De pronto, un disparo. El silencio sepulcral de la montaña se deshizo por un instante, y aves por todo el rededor emprendieron vuelo simultáneamente, sus cantos como gritos y llantos funerarios, sus cuerpos como manchas que tapaban las estrellas.
Humo Gris cayó al suelo muerto. Edilberto Paredes lloró mientras faenaba a su amigo. Bebió su sangre tal puma, y aquello lo repuso un poco. Con su cuchillo sacó trozos de carne. La comió cruda, la asó, la secó. Para emprender el viaje sobre las montañas debía tener provisiones, y el charqui se conservaría excelentemente.
Pero no importó. Apenas una semana después, con el río ya seco, unos arrieros de paso encontraron el campamento. Lo primero que vieron fue la carcasa putrefacta y mordisqueada de un caballo junto a una maltrecha carpa. Aves carroñeras y pumas habían hecho lo suyo. Adentro de la carpa, junto a una pequeña fortuna, tiras de carne colgadas de harapos se secaban.
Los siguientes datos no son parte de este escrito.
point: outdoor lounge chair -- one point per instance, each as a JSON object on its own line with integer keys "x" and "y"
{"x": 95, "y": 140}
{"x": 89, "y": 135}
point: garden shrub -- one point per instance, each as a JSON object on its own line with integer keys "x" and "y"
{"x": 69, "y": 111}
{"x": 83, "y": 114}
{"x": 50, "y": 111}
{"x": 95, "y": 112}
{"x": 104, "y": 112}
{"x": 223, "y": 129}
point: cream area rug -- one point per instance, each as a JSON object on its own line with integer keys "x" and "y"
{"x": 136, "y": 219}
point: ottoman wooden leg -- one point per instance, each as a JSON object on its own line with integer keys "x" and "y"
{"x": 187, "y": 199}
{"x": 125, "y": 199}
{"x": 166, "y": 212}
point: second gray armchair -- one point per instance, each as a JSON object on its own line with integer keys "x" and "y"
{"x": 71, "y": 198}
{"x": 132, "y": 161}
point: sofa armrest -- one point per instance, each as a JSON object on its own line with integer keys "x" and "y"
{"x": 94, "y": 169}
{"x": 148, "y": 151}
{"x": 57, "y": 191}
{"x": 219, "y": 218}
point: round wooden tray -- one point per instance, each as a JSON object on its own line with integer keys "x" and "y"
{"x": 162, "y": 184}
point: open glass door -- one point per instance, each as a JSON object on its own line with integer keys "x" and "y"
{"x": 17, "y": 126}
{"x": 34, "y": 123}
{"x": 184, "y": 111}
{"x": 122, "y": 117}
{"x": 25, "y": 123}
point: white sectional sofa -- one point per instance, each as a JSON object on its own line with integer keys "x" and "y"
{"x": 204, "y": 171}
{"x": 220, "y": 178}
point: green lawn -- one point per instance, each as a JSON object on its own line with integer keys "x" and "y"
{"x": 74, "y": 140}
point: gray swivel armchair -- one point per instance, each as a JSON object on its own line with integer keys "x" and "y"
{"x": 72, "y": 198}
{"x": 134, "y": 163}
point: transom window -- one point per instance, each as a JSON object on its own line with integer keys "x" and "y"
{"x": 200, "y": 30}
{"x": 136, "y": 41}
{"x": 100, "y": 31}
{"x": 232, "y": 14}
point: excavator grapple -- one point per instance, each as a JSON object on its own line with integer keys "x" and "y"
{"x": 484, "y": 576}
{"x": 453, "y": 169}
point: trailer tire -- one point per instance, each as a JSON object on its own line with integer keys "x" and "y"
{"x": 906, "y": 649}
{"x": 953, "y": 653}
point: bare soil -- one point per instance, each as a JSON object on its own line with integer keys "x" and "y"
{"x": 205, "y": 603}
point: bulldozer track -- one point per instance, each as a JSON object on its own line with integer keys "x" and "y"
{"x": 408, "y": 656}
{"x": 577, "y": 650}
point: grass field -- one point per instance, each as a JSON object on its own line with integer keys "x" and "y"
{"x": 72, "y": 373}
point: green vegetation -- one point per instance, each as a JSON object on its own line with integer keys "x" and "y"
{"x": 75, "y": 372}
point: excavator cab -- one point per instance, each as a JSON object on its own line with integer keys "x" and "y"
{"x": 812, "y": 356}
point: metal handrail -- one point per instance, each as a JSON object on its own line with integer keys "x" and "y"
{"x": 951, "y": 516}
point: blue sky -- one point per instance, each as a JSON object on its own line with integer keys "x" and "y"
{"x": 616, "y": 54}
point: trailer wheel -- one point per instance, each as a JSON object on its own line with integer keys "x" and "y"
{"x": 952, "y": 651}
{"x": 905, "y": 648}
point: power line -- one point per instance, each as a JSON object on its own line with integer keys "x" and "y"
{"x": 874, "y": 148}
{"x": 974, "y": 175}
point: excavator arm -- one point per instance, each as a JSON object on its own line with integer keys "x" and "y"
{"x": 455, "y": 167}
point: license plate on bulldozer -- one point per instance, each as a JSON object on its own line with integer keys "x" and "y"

No muy lejos, yacía sobre la maleza Edilberto Paredes con un tiro en la sien.
Así que de preferencia intenta matar un caballo con el que no tengas una relación muy cercana.
Ingredientes
- Caballo.
- Sal.
Preparación
1. Acércate al caballo. Míralo a los ojos. Ten plena conciencia de la vida que vas a cobrar para comer charqui en vez de comerte una lechuga. Como dije antes, de preferencia debería ser un caballo desconocido, pero si es un caballo que amas y criaste de potrillo, más peso le vas a dar a lo que harás.
2. Acaricia al caballo. Susúrrale palabras dulces. Miéntele, hazle creer que es casi familia, a pesar de que en verdad siempre lo has visto como un objeto, y que ahora será devorado. Mata al caballo cuando menos lo espere.
3. Mira en shock tus manos ensangrentadas y considera tus acciones. Sigue adelante, pues ya es muy tarde.
4. Descuartiza y limpia a tu víctima con la frialdad de un psicópata.
5. Corta tiras de carne, procurando que sean muy delgadas.
6. En un contenedor hermético bien seco, pon una generosa capa de sal. Pon sobre la sal las tiras de carne de forma extendida. Una vez que esté la superficie cubierta, pon una nueva capa de sal sobre la carne. Repite estos pasos con todas las tiras que tengas, cuidando siempre poner una capa de sal entre las capas de carnes.
7. Cierra el contenedor y deja reposar la carne a lo menos un día en el refrigerador.
8. Saca las tiras, sacúdeles el exceso de sal, y límpialas con una toalla de cocina.
9. En una rejilla del horno, cuelga la carne de modo que queden todas separadas unas de otras.
10. Hornéalas a temperatura mínima (ojala no más de 100ºC) por al menos 6 horas. Cada 20 minutos abre la puerta del horno para dejar escapar la humedad. Al final saca la carne y déjala enfriar. Listo.
Nota: Este es un método para una cocina moderna. Tradicionalmente el proceso era más largo, y se secaba la carne al sol. Afortunadamente, esta forma más rápida te dará menos tiempo para cuestionar tus acciones.